Other than a genetic predisposition to ‘doing, the main reason I have a horse is precisely because of all those other demands. Riding is utter escapism from my every day life. Age, income and marital status are irrelevant. I’m just me, out with my horse, having fun. Any working mums will understand the importance of that – stepping outside the home and doing something for yourself.
It’s true that having a horse adds to my daily workload, and often my stress when I’m working out how I can afford to pay for her shoes each month. But horses are something I quite simply can’t – and won’t – live without. They are my daily dose of happiness.
I am lucky enough have an amazing horse on loan, after six years of sharing various types. I sold my 17hh warmblood-cross in 2010, when my daughter was two and we were trying for a second – it was a time when owning my own horse just seemed too much.

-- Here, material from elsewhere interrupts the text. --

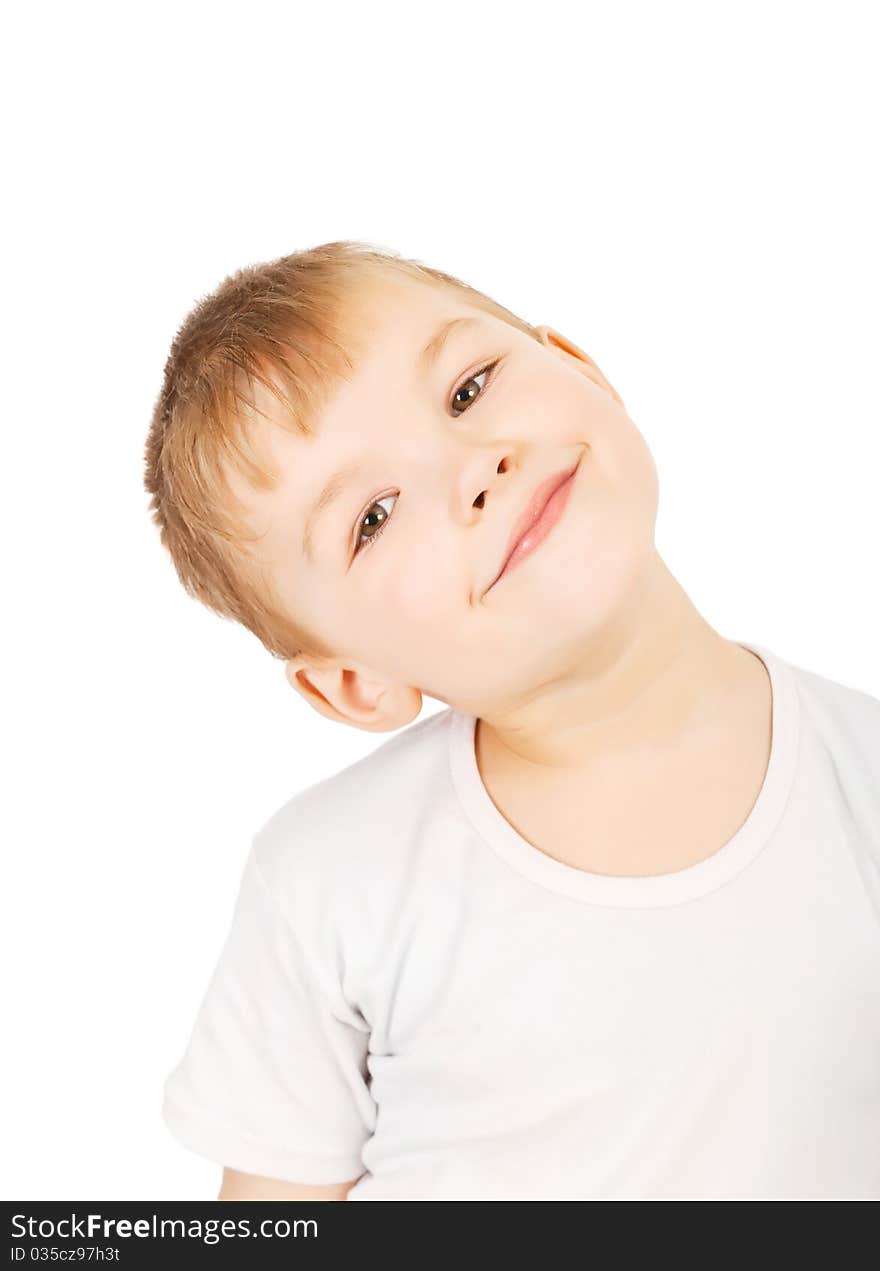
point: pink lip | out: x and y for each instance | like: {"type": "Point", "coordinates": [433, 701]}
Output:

My mare went to a loving home and I took some time out.
After that, I swore I’d never get my own horse again as sharing was so much cheaper and easier. Why would I put myself through the daily chores and expenses? But once my baby brain cleared, I started to remember why I loved having my own. I was also desperate to compete again.
Then along came Pepa. A Welsh Section D, just 15.1hh, couldn’t more different than my previous ride, but I knew she was perfect for me. She is full of confidence, super talented and totally straightforward (well, I say totally, she does have a sharp spook in her as my deformed finger is testament to…). She is also just about the sweetest horse I have ever had.
When I’m riding Pepa I feel like anything is possible – I know that if say ‘jump’, she will say, ‘how high?’. Together we have competed in our first BE event and have been in the ribbons at every show. She truly is one in a million.
Such is my belief in our partnership that I have added yet another box to tick on my ‘to do’ list. I aim to qualify for the BE90 Mitsubishi Motors Cup Competition at Badminton.
Why, you might wonder, have I decided to on pile more pressure? It’s something I often ask myself, particularly on the morning of a show, when the nerves kick in and I’ve still got to plait, groom, make the kids lunch – oh, and pack for a holiday.
But I know once I’m at the event and in the saddle, all those worries fade away. For me, competing is the ultimate form of horsemanship – it tests my riding, my partnership with my horse and my mental strength. The buzz I get from going across country is like nothing else. It’s when I’m at my happiest, and often my most scared, but then that’s all part of the appeal. Feeling the fear and doing it anyway.
I am more competitive now than I ever have been. Maybe it’s because I value my free time so much more since becoming a mum, or maybe it’s just because I have teamed up with an amazing horse. I want to make the most of this opportunity – life is for living, right?
Over the next few months I will take you on my journey as I try to juggle life as an amateur eventer and working mum. I’d love to hear from any of you going through the same experience – and maybe together we can work out how to have it all.